A writ of certiorari was then issued by the Supreme Court directed,to us. After consideration of the case it reversed our judgment and that of the district court, overruled the exception of no cause of action, held that the proffered parol evidence was improperly excluded, and remanded the case to the trial court for further proceedings. 187 La. 1, 174 So. 89.

A second trial was then had, and there was judgment decreeing that the deed and building contract executed by the parties on August 14, 1935, constituted a mortgage, and ordering defendant to pay the costs of the main demand. There was also judgment on the reconventional demand in favor of J. A. Leiendecker, defendant, and against Mollie Robinson Bell, plaintiff, in the sum of $1,341.43, with 8 per cent, per annum interest from December 1, 1935, until paid, and “in the further sum of Forty and 62/100 ($40.62) Dollars, with five per cent, per annum interest from October 1, 1935, until paid, with recognition of defendant’s mortgage on said Lot 9 of the Leib Subdivision of the City of Shreveport, Louisiana, together with all buildings and improvements thereon, and ordering that said property be seized and sold at public auction, with benefit of appraisement, and that out of the proceeds of said sale defendant be paid, by privilege, preference and priority over all other persons, the amount of this judgment, with interest and costs, plaintiff to pay all costs of the reconventional demand.”

The court further decreed that the demands of the parties otherwise be re-j ected.

This appeal was prosecuted by plaintiff.

The evidence adduced on the last trial of the case conclusively shows that plaintiff executed the deed to defendant to secure payment of the price of the constructed dwelling. Defendant himself states that the conveyance act was given as “guarantee of payment,” and that he had no intention of holding the property Or depriving plaintiff of it. Accordingly, the instruments under consideration were properly declared by the trial judge to constitute a mortgage.

It is also our opinion that the judgment on the reconventional demand is correct. As before stated, plaintiff agreed to pay the building contract price of $1,-341.43 in installments of $15 per month, plus interest, and also to pay the taxes and insurance on the property; and the contract further stipulated a maturing of the entire indebtedness on plaintiff’s failure to make the required payments. Plaintiff moved into the premises in January of 1936, and lived there .continuously until the date of the last trial which was June 24, 1937. During that period she not only paid none of the taxes or insurance that became due on the property, but also she made no payments whatever on the agreed construction price. The amount of $1,-341.43 recited in the judgment represented the house indebtedness, while the item of $40.62 was for taxes, insurance, and the cost of canceling a pre-existing mortgage on the lot, all of which were paid by defendant.

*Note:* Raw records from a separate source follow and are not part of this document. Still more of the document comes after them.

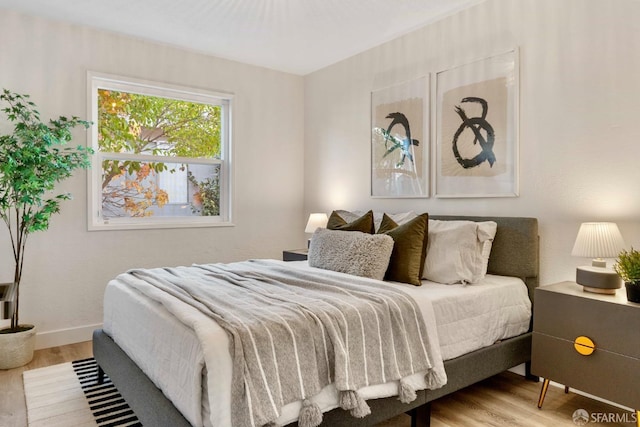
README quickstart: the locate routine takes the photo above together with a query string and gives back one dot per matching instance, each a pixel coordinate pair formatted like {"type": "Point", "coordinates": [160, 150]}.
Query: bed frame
{"type": "Point", "coordinates": [515, 252]}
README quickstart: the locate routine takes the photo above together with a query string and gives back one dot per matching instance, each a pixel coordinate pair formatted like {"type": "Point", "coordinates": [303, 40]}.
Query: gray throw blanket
{"type": "Point", "coordinates": [292, 332]}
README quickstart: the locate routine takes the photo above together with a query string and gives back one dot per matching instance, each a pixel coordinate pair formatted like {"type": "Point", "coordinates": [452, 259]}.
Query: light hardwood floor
{"type": "Point", "coordinates": [504, 400]}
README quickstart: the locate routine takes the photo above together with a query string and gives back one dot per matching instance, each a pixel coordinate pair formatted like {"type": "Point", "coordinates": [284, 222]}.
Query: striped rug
{"type": "Point", "coordinates": [68, 395]}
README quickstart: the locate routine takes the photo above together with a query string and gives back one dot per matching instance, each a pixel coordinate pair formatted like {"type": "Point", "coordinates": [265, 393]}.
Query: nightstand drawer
{"type": "Point", "coordinates": [612, 326]}
{"type": "Point", "coordinates": [599, 373]}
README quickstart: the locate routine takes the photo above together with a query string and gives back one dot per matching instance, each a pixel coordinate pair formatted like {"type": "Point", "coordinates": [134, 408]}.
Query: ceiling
{"type": "Point", "coordinates": [295, 36]}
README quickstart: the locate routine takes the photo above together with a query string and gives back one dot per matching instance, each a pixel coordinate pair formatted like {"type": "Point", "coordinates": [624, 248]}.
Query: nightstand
{"type": "Point", "coordinates": [587, 341]}
{"type": "Point", "coordinates": [295, 255]}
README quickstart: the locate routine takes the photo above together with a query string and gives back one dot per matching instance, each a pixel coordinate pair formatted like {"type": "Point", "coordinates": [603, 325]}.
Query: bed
{"type": "Point", "coordinates": [514, 253]}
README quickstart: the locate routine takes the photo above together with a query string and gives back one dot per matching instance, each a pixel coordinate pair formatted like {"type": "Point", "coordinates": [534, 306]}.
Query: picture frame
{"type": "Point", "coordinates": [477, 128]}
{"type": "Point", "coordinates": [400, 140]}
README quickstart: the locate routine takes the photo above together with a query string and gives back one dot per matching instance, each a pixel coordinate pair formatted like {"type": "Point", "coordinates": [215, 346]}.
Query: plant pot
{"type": "Point", "coordinates": [633, 291]}
{"type": "Point", "coordinates": [16, 348]}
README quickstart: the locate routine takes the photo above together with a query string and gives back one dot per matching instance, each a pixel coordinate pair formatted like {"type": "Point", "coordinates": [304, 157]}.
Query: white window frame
{"type": "Point", "coordinates": [97, 81]}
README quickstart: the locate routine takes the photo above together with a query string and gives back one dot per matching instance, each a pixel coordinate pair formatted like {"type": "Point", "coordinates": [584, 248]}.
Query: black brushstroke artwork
{"type": "Point", "coordinates": [476, 124]}
{"type": "Point", "coordinates": [404, 144]}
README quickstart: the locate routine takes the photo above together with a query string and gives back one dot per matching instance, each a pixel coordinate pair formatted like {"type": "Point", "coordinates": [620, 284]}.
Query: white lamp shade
{"type": "Point", "coordinates": [316, 220]}
{"type": "Point", "coordinates": [598, 240]}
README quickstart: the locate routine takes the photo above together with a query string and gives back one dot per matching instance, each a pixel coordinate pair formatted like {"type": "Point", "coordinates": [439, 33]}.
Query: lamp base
{"type": "Point", "coordinates": [598, 279]}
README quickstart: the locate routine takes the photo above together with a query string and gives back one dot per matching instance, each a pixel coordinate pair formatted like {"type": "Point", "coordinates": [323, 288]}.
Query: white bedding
{"type": "Point", "coordinates": [466, 318]}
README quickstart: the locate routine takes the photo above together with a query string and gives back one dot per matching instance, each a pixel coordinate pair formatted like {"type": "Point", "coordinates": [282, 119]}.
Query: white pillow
{"type": "Point", "coordinates": [351, 252]}
{"type": "Point", "coordinates": [398, 218]}
{"type": "Point", "coordinates": [458, 251]}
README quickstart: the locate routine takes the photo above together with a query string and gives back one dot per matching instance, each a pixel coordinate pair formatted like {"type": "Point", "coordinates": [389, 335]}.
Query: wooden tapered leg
{"type": "Point", "coordinates": [543, 392]}
{"type": "Point", "coordinates": [100, 375]}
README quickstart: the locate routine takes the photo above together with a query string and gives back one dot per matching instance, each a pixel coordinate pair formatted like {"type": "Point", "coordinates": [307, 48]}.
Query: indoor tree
{"type": "Point", "coordinates": [32, 160]}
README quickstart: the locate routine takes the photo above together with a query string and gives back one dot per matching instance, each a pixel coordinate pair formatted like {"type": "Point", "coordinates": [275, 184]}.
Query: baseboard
{"type": "Point", "coordinates": [65, 336]}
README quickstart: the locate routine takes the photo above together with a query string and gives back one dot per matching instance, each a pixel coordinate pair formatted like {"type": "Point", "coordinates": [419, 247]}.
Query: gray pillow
{"type": "Point", "coordinates": [351, 252]}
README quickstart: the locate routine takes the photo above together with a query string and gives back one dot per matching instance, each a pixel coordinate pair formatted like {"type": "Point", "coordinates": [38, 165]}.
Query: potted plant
{"type": "Point", "coordinates": [32, 161]}
{"type": "Point", "coordinates": [628, 268]}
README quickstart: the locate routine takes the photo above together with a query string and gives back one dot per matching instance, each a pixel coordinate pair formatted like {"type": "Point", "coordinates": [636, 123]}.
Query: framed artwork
{"type": "Point", "coordinates": [400, 140]}
{"type": "Point", "coordinates": [477, 129]}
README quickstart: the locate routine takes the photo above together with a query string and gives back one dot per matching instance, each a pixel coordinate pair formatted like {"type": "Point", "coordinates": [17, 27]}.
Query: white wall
{"type": "Point", "coordinates": [67, 267]}
{"type": "Point", "coordinates": [579, 115]}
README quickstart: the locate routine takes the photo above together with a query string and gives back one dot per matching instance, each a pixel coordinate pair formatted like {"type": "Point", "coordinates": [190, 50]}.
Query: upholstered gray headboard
{"type": "Point", "coordinates": [515, 250]}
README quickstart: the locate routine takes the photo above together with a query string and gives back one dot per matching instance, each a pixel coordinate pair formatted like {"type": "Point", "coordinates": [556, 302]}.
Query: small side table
{"type": "Point", "coordinates": [587, 341]}
{"type": "Point", "coordinates": [295, 255]}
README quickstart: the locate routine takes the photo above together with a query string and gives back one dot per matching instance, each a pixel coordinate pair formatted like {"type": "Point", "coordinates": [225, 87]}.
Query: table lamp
{"type": "Point", "coordinates": [598, 240]}
{"type": "Point", "coordinates": [316, 220]}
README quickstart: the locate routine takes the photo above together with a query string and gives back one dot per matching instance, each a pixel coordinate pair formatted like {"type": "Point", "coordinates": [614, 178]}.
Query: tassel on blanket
{"type": "Point", "coordinates": [310, 414]}
{"type": "Point", "coordinates": [406, 393]}
{"type": "Point", "coordinates": [348, 400]}
{"type": "Point", "coordinates": [358, 407]}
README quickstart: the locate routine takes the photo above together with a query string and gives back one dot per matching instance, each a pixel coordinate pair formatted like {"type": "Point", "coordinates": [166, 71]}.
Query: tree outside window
{"type": "Point", "coordinates": [161, 157]}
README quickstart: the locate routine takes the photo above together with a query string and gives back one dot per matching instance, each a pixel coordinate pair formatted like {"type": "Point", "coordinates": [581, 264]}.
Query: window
{"type": "Point", "coordinates": [162, 155]}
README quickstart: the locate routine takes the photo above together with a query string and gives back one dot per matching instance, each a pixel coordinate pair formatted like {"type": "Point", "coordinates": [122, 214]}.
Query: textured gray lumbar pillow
{"type": "Point", "coordinates": [351, 252]}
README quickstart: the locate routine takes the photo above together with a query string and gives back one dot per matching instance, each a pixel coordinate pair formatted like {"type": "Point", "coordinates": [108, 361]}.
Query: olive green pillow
{"type": "Point", "coordinates": [363, 224]}
{"type": "Point", "coordinates": [409, 249]}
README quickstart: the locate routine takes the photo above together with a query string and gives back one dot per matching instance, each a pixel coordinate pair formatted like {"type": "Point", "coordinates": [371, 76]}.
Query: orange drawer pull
{"type": "Point", "coordinates": [584, 345]}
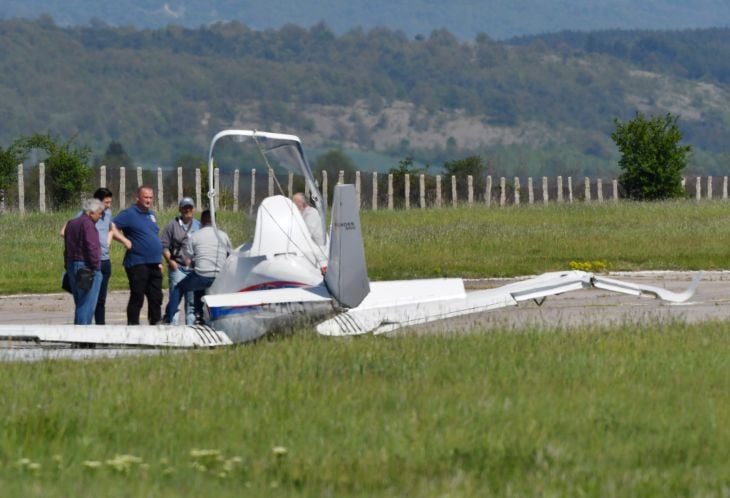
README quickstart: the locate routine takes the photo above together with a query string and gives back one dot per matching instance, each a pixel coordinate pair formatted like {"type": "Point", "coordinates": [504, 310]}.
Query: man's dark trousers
{"type": "Point", "coordinates": [144, 280]}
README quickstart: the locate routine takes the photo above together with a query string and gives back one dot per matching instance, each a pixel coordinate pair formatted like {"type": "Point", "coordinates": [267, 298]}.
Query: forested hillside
{"type": "Point", "coordinates": [500, 19]}
{"type": "Point", "coordinates": [535, 106]}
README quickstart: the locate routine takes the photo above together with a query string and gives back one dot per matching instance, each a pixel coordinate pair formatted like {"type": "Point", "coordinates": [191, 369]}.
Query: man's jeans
{"type": "Point", "coordinates": [193, 282]}
{"type": "Point", "coordinates": [85, 300]}
{"type": "Point", "coordinates": [174, 278]}
{"type": "Point", "coordinates": [106, 273]}
{"type": "Point", "coordinates": [144, 281]}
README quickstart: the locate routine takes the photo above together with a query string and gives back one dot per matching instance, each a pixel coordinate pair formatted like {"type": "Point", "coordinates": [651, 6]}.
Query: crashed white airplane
{"type": "Point", "coordinates": [282, 278]}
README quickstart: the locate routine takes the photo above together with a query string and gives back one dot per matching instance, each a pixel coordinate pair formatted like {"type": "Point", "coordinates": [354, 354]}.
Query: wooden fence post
{"type": "Point", "coordinates": [709, 187]}
{"type": "Point", "coordinates": [217, 187]}
{"type": "Point", "coordinates": [180, 189]}
{"type": "Point", "coordinates": [42, 187]}
{"type": "Point", "coordinates": [570, 189]}
{"type": "Point", "coordinates": [324, 187]}
{"type": "Point", "coordinates": [160, 192]}
{"type": "Point", "coordinates": [453, 191]}
{"type": "Point", "coordinates": [358, 189]}
{"type": "Point", "coordinates": [488, 191]}
{"type": "Point", "coordinates": [407, 190]}
{"type": "Point", "coordinates": [122, 187]}
{"type": "Point", "coordinates": [21, 189]}
{"type": "Point", "coordinates": [390, 191]}
{"type": "Point", "coordinates": [236, 181]}
{"type": "Point", "coordinates": [375, 191]}
{"type": "Point", "coordinates": [253, 192]}
{"type": "Point", "coordinates": [698, 188]}
{"type": "Point", "coordinates": [198, 188]}
{"type": "Point", "coordinates": [422, 190]}
{"type": "Point", "coordinates": [560, 189]}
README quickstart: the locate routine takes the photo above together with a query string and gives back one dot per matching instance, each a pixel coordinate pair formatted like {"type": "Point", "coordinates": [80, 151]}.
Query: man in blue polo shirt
{"type": "Point", "coordinates": [143, 261]}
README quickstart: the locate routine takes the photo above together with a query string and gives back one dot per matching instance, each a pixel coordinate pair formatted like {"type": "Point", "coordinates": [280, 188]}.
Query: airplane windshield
{"type": "Point", "coordinates": [253, 154]}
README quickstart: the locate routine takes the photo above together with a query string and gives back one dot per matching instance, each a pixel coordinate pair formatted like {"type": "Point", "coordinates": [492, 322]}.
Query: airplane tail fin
{"type": "Point", "coordinates": [347, 276]}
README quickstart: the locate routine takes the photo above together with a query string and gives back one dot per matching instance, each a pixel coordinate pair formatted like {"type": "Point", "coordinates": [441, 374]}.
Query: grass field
{"type": "Point", "coordinates": [476, 242]}
{"type": "Point", "coordinates": [632, 410]}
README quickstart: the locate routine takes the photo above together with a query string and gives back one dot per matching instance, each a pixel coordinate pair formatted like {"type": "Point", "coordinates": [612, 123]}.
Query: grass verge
{"type": "Point", "coordinates": [601, 412]}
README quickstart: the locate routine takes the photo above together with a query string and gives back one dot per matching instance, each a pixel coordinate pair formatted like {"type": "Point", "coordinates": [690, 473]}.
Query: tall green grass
{"type": "Point", "coordinates": [468, 242]}
{"type": "Point", "coordinates": [626, 411]}
{"type": "Point", "coordinates": [635, 410]}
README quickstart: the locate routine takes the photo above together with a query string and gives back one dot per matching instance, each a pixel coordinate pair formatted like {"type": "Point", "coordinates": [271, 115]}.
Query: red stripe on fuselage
{"type": "Point", "coordinates": [279, 284]}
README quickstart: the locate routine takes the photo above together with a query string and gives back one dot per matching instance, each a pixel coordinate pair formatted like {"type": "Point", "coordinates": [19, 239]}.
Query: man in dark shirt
{"type": "Point", "coordinates": [143, 260]}
{"type": "Point", "coordinates": [83, 251]}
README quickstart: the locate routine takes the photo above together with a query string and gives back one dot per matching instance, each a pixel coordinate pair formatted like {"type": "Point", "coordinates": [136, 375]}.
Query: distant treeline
{"type": "Point", "coordinates": [165, 92]}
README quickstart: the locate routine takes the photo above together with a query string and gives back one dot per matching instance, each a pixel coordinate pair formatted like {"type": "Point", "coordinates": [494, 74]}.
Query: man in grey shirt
{"type": "Point", "coordinates": [174, 240]}
{"type": "Point", "coordinates": [207, 250]}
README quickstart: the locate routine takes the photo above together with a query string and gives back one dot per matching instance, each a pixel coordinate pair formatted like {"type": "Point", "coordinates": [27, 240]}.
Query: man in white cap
{"type": "Point", "coordinates": [311, 218]}
{"type": "Point", "coordinates": [174, 241]}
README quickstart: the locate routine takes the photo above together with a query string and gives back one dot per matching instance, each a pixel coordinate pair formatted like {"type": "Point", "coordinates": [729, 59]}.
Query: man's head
{"type": "Point", "coordinates": [105, 196]}
{"type": "Point", "coordinates": [187, 208]}
{"type": "Point", "coordinates": [94, 208]}
{"type": "Point", "coordinates": [145, 196]}
{"type": "Point", "coordinates": [299, 201]}
{"type": "Point", "coordinates": [205, 218]}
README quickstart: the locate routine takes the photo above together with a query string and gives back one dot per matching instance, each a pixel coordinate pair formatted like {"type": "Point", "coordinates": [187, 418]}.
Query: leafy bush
{"type": "Point", "coordinates": [652, 160]}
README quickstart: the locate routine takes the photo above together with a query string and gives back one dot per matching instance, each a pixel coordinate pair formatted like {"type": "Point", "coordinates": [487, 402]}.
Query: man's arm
{"type": "Point", "coordinates": [117, 235]}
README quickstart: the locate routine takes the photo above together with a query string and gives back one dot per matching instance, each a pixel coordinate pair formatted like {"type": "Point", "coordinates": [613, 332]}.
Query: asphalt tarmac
{"type": "Point", "coordinates": [586, 308]}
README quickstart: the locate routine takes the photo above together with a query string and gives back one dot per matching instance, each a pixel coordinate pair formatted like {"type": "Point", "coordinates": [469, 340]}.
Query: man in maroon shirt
{"type": "Point", "coordinates": [82, 253]}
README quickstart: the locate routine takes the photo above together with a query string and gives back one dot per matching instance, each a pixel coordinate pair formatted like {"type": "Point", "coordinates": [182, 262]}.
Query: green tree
{"type": "Point", "coordinates": [66, 167]}
{"type": "Point", "coordinates": [406, 166]}
{"type": "Point", "coordinates": [652, 160]}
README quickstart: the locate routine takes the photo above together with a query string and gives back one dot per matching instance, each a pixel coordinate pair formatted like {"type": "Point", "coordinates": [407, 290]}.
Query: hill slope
{"type": "Point", "coordinates": [531, 109]}
{"type": "Point", "coordinates": [500, 19]}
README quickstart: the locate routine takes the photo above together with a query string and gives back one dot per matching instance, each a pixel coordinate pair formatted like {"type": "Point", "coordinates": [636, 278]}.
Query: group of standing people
{"type": "Point", "coordinates": [194, 251]}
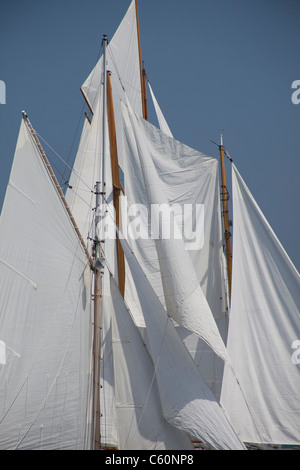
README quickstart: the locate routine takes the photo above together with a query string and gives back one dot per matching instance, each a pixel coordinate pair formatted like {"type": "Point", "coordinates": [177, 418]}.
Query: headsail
{"type": "Point", "coordinates": [264, 323]}
{"type": "Point", "coordinates": [46, 324]}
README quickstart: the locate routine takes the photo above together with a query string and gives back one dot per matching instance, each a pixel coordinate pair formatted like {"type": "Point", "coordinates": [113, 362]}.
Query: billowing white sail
{"type": "Point", "coordinates": [264, 323]}
{"type": "Point", "coordinates": [139, 419]}
{"type": "Point", "coordinates": [186, 400]}
{"type": "Point", "coordinates": [45, 321]}
{"type": "Point", "coordinates": [185, 301]}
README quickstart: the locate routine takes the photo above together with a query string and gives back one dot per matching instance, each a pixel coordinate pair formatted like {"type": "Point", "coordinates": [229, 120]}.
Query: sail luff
{"type": "Point", "coordinates": [56, 184]}
{"type": "Point", "coordinates": [142, 68]}
{"type": "Point", "coordinates": [225, 214]}
{"type": "Point", "coordinates": [115, 180]}
{"type": "Point", "coordinates": [100, 201]}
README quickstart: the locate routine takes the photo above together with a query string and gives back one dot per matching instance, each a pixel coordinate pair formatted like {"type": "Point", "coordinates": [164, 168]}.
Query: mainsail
{"type": "Point", "coordinates": [163, 339]}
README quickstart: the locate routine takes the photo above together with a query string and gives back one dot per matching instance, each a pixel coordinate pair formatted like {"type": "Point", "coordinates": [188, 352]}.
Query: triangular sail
{"type": "Point", "coordinates": [185, 301]}
{"type": "Point", "coordinates": [186, 400]}
{"type": "Point", "coordinates": [45, 326]}
{"type": "Point", "coordinates": [140, 422]}
{"type": "Point", "coordinates": [264, 323]}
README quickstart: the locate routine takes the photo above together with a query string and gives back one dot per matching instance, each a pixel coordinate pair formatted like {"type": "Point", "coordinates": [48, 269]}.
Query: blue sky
{"type": "Point", "coordinates": [213, 64]}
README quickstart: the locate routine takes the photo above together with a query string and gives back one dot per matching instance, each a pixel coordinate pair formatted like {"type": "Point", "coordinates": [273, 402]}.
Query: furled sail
{"type": "Point", "coordinates": [185, 301]}
{"type": "Point", "coordinates": [186, 400]}
{"type": "Point", "coordinates": [264, 323]}
{"type": "Point", "coordinates": [45, 322]}
{"type": "Point", "coordinates": [139, 419]}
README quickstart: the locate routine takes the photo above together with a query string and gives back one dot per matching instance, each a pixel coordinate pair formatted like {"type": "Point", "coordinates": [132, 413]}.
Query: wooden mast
{"type": "Point", "coordinates": [142, 69]}
{"type": "Point", "coordinates": [99, 269]}
{"type": "Point", "coordinates": [117, 187]}
{"type": "Point", "coordinates": [225, 214]}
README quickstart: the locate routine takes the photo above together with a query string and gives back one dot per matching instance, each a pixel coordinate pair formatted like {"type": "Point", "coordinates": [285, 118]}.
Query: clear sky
{"type": "Point", "coordinates": [213, 64]}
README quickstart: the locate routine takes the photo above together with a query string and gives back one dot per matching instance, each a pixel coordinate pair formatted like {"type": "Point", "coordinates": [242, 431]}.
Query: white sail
{"type": "Point", "coordinates": [186, 400]}
{"type": "Point", "coordinates": [139, 419]}
{"type": "Point", "coordinates": [185, 301]}
{"type": "Point", "coordinates": [123, 62]}
{"type": "Point", "coordinates": [264, 323]}
{"type": "Point", "coordinates": [160, 117]}
{"type": "Point", "coordinates": [45, 321]}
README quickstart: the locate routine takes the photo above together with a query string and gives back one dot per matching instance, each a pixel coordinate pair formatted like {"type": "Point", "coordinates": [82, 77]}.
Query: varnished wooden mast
{"type": "Point", "coordinates": [227, 233]}
{"type": "Point", "coordinates": [117, 187]}
{"type": "Point", "coordinates": [142, 69]}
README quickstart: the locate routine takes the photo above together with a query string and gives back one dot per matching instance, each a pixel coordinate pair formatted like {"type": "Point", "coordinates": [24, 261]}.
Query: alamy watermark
{"type": "Point", "coordinates": [296, 94]}
{"type": "Point", "coordinates": [2, 92]}
{"type": "Point", "coordinates": [156, 221]}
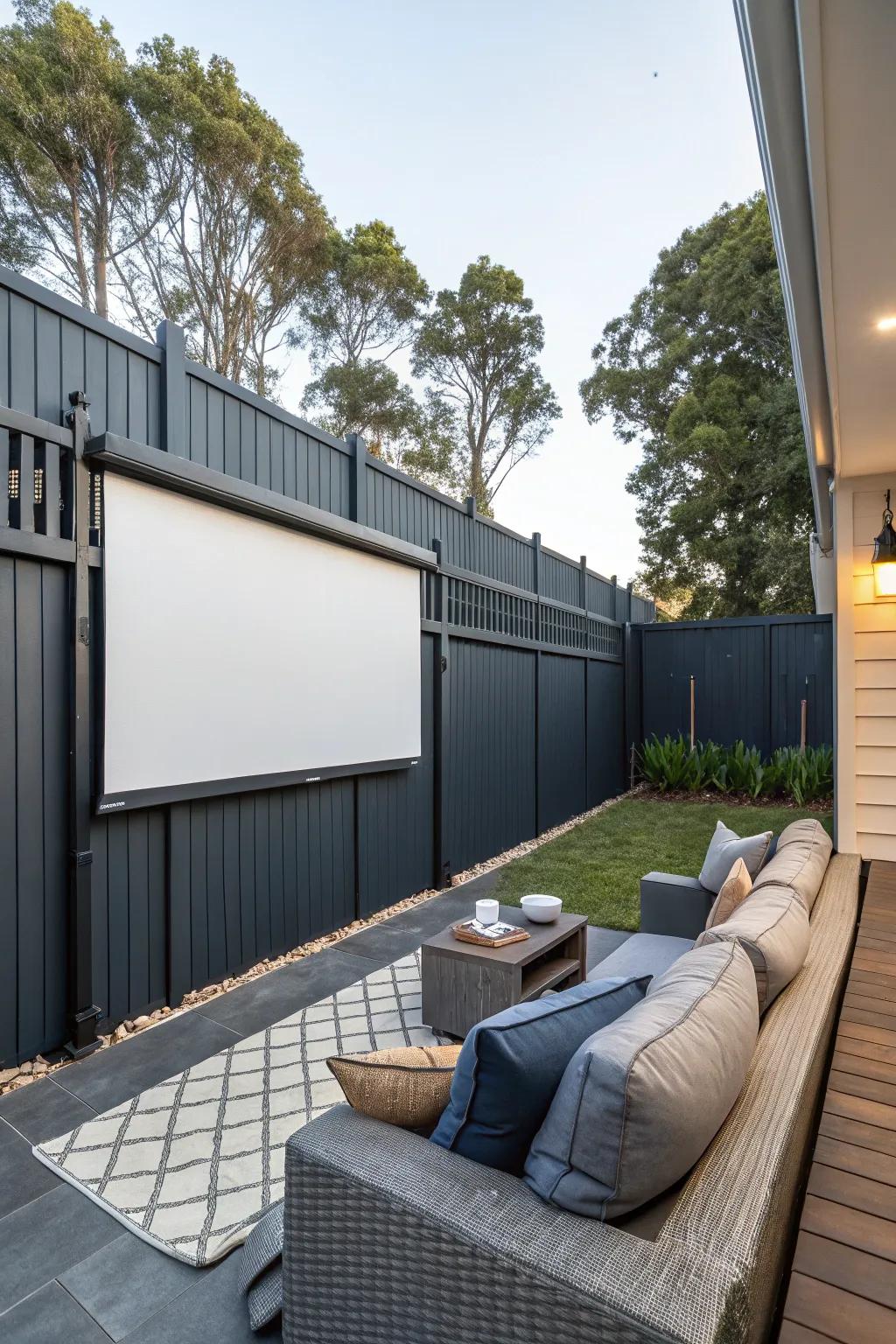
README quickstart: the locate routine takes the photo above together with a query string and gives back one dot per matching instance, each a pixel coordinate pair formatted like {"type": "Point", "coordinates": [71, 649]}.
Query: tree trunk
{"type": "Point", "coordinates": [77, 233]}
{"type": "Point", "coordinates": [477, 484]}
{"type": "Point", "coordinates": [100, 283]}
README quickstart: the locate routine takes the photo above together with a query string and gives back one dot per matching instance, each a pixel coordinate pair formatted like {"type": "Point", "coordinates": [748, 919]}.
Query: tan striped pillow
{"type": "Point", "coordinates": [735, 889]}
{"type": "Point", "coordinates": [406, 1086]}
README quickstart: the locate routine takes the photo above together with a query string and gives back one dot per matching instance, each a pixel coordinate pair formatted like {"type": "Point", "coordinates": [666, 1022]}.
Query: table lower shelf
{"type": "Point", "coordinates": [547, 975]}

Appellant complains of the rejection of her claim for attorney’s fees for instituting this suit. We think that the trial judge did not err in this respect. Attorney’s fees, as damages, are not ordinarily allowed (Meraux & Nunez v. Gaidry, 171 La. 852, 132 So. 401), and there appears no good reason why this controversy should be excepted from that general rule.

Accordingly, and for the foregoing reasons, the judgment appealed from is affirmed.